Detecting server upgrades
Newer versions of Exchange Server support nearly all previous versions of the Exchange ActiveSync protocol (the current exception is version 1.0). A server upgrade is often not obvious to the client. For example, if the client initially negotiates with an Exchange 2007 server with Service Pack 1 applied and decides to use Exchange ActiveSync version 12.1, and the server is subsequently upgraded to Exchange 2010, the client can continue using Exchange ActiveSync version 12.1 without issues. While it is nice that Exchange 2010 is backward compatible (that is, it supports previous versions of the Exchange ActiveSync protocol), the client will not be able to use new features supported by Exchange ActiveSync version 14.0 until it renegotiates and upgrades to using the most recent protocol version. With this in mind, the client should perform version negotiation periodically to detect a server upgrade—checking once every 24 hours is a reasonable interval. If the client detects a more recent version, the client should re-sync the entire partnership.
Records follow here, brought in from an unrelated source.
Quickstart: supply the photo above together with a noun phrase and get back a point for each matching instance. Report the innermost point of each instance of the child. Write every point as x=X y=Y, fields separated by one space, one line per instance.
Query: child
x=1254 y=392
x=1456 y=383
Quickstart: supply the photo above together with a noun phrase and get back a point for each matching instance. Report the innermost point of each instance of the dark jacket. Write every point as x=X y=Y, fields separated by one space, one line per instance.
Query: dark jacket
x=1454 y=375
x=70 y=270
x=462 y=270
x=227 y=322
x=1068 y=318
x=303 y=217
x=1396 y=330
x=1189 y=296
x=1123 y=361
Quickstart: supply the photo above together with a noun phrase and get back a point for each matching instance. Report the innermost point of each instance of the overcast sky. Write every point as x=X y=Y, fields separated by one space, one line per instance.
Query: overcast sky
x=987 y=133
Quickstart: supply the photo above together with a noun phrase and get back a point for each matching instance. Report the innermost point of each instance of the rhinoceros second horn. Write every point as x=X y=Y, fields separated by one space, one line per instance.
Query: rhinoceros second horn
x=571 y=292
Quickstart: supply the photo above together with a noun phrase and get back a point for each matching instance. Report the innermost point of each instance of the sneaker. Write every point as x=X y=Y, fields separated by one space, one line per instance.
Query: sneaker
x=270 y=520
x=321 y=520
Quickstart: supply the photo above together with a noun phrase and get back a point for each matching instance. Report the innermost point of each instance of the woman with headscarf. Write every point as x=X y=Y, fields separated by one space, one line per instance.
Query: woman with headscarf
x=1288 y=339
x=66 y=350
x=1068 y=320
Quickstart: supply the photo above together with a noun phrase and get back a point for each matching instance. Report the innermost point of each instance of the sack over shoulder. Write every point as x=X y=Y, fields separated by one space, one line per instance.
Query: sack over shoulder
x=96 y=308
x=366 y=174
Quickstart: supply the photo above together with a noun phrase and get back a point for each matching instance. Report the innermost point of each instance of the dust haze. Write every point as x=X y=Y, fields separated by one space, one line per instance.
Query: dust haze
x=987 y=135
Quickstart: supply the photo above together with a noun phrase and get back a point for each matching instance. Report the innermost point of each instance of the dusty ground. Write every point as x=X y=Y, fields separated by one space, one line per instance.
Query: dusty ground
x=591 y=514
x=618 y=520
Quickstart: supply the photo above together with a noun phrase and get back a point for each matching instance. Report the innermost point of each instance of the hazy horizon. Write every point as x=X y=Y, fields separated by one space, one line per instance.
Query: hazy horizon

Note If the client is already using the most recent protocol version it supports, it does not need to check for server upgrades.
Detecting server downgrades
Server downgrades are easily detectable when the server does not support the currently negotiated Exchange ActiveSync protocol version. In this scenario, the server will respond with HTTP status code 400 ("Bad request"). If the client subsequently performs the OPTIONS command or the FolderSync command returns the revised protocol version list, then the client should treat is as a server downgrade. In this scenario, the client should also negotiate the new version for the new partnership and then re-sync everything.